Waking up at 4:30 AM to complete darkness, freezing cold, and the sound of pouring rain was not encouraging. We debated for about 10 minutes and then decided we didn’t want to miss the sunrise over the towers (the 2 mountains the park is named for). We hiked 45 minutes up and arrived at the end of the W trail. Unfortunately, the day was very cloudy and we couldn’t see the sunrise. However, it was vale la pena (worth it) because it started snowing!! The way down was awesome. The path went back down the mountain and through the forest and the snow made it feel like a winter wonderland. My knee was bothering me so I took my time and it was great to have some time to think alone. We gathered our things at camp and decided to keep moving to stay warm. Luckily, the weather improved and we hiked to where we had planned to take the shuttle to the park entrance. However, we arrived there 3 hours early and just decided to hike the 7.5 extra kilometers to the entrance. We were exhausted, but exhilarated. It was an unbelievable moment to know we had hiked the entire trail, 51.3 miles in 5 days.
We slept the entire way back to Puerta Natales and after struggling to find our hostel, I took my first shower in 5 days. The water pressure was horrible and the water was scalding hot, but it felt like the best shower ever. We celebrated the end of our adventure with avocado, pizza, and wine. It was so fun and perfect. We had a room to ourselves so we climbed into Michele’s bed to look at pictures. Then we reflected and went to sleep. The next day, after narrowly catching a bus to Punta Arenas and being entertained by the deaf bus attendant, who luckily Tess could communicate with, we arrived in Santiago (with our Chilean trail friends).
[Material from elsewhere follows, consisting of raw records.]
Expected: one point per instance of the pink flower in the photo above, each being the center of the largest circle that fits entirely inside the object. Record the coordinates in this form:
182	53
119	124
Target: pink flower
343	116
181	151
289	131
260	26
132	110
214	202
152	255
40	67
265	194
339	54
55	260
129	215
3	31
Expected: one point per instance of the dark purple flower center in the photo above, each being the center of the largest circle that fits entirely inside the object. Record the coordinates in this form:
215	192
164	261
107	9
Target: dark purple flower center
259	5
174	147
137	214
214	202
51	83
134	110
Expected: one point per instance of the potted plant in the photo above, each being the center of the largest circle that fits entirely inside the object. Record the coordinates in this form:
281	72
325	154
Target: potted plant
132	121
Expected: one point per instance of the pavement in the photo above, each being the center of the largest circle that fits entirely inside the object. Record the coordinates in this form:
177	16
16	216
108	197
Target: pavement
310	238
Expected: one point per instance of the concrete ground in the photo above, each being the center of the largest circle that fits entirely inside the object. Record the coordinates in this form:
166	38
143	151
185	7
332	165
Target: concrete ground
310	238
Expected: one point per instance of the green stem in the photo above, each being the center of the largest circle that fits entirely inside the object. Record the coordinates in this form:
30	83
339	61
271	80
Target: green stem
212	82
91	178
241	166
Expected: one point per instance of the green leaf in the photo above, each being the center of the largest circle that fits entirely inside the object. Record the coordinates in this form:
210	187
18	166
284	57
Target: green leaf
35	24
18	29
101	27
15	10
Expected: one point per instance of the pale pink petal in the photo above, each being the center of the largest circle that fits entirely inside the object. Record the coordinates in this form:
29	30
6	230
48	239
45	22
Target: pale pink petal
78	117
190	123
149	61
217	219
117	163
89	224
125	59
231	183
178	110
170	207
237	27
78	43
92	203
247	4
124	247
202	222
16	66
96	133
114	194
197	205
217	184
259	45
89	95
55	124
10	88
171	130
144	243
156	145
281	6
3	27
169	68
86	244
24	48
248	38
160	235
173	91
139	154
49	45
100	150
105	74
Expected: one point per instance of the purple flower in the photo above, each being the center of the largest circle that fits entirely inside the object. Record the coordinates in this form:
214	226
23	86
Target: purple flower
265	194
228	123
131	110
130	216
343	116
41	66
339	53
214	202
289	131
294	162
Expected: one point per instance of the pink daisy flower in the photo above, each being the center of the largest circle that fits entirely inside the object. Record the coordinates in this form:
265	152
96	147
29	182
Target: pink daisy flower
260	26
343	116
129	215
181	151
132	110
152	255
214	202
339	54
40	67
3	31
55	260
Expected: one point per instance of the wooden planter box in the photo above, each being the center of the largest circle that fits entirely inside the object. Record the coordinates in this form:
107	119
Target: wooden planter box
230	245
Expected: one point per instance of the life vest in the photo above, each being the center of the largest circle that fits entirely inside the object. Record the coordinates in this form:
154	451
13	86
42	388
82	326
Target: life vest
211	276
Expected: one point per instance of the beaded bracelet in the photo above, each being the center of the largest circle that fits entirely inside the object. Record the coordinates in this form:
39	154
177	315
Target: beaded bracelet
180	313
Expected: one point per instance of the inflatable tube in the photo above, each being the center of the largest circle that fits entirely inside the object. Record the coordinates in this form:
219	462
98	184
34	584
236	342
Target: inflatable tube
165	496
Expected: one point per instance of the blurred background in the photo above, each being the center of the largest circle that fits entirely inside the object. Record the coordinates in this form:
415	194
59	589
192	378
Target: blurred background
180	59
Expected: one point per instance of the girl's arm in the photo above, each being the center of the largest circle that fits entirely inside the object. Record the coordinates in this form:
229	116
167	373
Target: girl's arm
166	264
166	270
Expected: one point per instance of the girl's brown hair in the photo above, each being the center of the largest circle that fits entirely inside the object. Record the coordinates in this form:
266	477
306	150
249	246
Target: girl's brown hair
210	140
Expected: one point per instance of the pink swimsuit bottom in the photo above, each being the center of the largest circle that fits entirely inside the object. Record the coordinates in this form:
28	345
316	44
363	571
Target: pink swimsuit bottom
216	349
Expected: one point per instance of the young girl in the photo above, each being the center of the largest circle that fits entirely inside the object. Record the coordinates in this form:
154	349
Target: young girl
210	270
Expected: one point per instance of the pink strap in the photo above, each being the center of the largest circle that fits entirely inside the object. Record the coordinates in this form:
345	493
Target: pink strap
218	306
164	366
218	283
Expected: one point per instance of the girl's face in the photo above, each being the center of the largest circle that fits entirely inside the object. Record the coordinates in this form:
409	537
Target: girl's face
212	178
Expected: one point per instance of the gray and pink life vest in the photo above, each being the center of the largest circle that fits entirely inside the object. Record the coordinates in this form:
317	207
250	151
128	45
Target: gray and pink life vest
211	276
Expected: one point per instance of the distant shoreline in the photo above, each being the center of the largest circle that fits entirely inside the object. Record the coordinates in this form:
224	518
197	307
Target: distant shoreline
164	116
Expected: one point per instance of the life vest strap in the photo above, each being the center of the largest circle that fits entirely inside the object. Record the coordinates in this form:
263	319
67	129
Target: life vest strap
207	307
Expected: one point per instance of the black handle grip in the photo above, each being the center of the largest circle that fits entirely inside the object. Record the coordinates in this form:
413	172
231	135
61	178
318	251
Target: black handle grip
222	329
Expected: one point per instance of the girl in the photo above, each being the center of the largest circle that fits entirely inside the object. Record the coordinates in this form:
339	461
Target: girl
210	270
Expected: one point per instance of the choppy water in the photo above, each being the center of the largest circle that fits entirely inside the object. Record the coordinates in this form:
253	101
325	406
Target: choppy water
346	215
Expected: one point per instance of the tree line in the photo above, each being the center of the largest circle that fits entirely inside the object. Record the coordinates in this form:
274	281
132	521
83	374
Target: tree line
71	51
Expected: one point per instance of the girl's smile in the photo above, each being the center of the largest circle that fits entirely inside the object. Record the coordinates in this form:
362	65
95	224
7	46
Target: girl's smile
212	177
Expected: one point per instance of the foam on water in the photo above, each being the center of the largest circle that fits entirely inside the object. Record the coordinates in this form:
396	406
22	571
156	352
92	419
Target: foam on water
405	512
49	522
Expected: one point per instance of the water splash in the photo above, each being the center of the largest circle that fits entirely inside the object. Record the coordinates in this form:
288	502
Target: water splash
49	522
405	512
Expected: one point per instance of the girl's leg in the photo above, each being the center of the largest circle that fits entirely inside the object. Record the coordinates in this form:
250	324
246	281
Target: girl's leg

It was an incredible trip—I learned so much about myself and my friends, the best way to deal with difficult situations, etc. After my knee bothered me, I took a moment to be thankful for health and wellness because as a young person, I don’t appreciate my body and health until it is not perfect. It was truly a growing experience as we all realized how strong our bodies as well as appreciating the great company and the experience. It was also a blast! We laughed often and loved that other hikers thought we looked young enough to be in high school and called us “las gringas locas.” We met people from all over the world and formed a resemblance of community with fellow hikers because most people follow the same path and we saw the same people day after day. I LOVE being outside and being active and it was the most breathtaking, spectacular place one could ever hope to hike.